In early February 2012, in our article entitled Whiting USA Trust Would Be Nice At Half Its Price, we laid out an argument for (WHX) falling by at least half. We pointed out that distributions from royalty trusts should be viewed as partial return of capital and partial dividend and that when the trust terminates some time in 2015, WHX would be worth $0. Moreover, the distributions between February 2012 and summer 2015 were highly unlikely to total up to the WHX's then current unit price of $17.90. We included a detailed model with sensitivities to oil and natural gas prices to back up this claim. The market yawned at our thoughts and we took a little flak for writing the piece but we were not short at the time or since, and were just expressing our thoughts after being asked why we no longer owned the name. Others have since come to the same conclusion about WHX, that the numbers just didn't add up.
But where did we put some of those yield seeking dollars? We put them to work in Whiting's second trust, the Whiting USA Trust II (WHZ), which has a similar low cost structure but is oilier and should be around for nearly a decade.
This one is oilier that WLL's other trust at ~ 77% oil vs closer to 60% for the WHX
WHZ's reserves and production are broken out as follows:
The trust will self terminate on or about 2021 when the gross reserves tied to it are exhausted. Reserves tied to the trust are 11.79 MMBOE net with total reserves associated with properties of over 18 mm BOE which provides assurance that the trust won't prematurely run out of hydrocarbons. Like with WHX, part of the distributions each quarter are like a return of principal and at the trust's termination, the units will have $0 value.
Here's a look at the historical production and costs ...
... And here's my projection of 2012 to 2015.
In a nutshell on fairly conservative price, production and costs estimates we get a 2012 yield of 16%. Most of the model is self explanatory but a few notes are in order:
Production. Whiting estimates the WHZ decline rate at ~ 8% per year. In the model below I have assumed a little harsher course for production of 10% per year as they are applying less development capital in the future and while I'm sure their 8% assumed decline takes this into account I say why not err on the side of conservatism.
Pricing.
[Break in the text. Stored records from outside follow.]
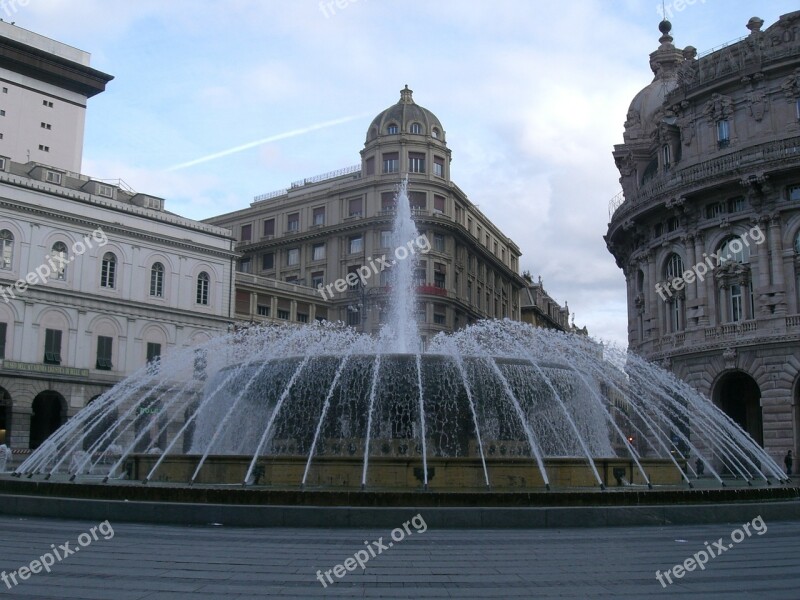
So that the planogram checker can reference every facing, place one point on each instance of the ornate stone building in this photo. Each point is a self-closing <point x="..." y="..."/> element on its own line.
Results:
<point x="707" y="226"/>
<point x="96" y="280"/>
<point x="323" y="228"/>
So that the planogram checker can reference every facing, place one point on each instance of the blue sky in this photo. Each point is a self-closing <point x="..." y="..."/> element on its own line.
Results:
<point x="532" y="95"/>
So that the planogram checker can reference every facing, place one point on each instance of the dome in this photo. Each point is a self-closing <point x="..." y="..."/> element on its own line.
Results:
<point x="648" y="102"/>
<point x="406" y="117"/>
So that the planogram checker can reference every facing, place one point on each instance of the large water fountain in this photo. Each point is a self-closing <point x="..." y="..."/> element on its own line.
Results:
<point x="497" y="405"/>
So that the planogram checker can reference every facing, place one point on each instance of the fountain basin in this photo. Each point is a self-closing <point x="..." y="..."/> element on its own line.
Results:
<point x="393" y="473"/>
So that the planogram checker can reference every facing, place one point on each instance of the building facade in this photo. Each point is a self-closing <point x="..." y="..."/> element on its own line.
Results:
<point x="321" y="229"/>
<point x="707" y="226"/>
<point x="95" y="280"/>
<point x="44" y="88"/>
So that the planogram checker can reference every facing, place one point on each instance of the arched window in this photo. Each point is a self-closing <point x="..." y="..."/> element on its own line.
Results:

Oil prices for the projection are based on my price deck which and typically the trust's realized price has been between $7 and $8 below WTI. Looking ahead I used a $10 differential. For natural gas, the trust has enjoyed stronger than NYMEX gas pricing due to high liquids content. Again, I haircut recent premiums of over $2 per Mcf to err on the side of conservatism. I used an un-escalated price deck beyond 2012 to show the impact of declining production on the distribution but at the bottom of the model please see my expected long term deck and the higher distributions this would provide.
Costs. I've slowly ramped LOE to reflect lower volumes over time. The rest of the cost structure is expected to remain fairly static.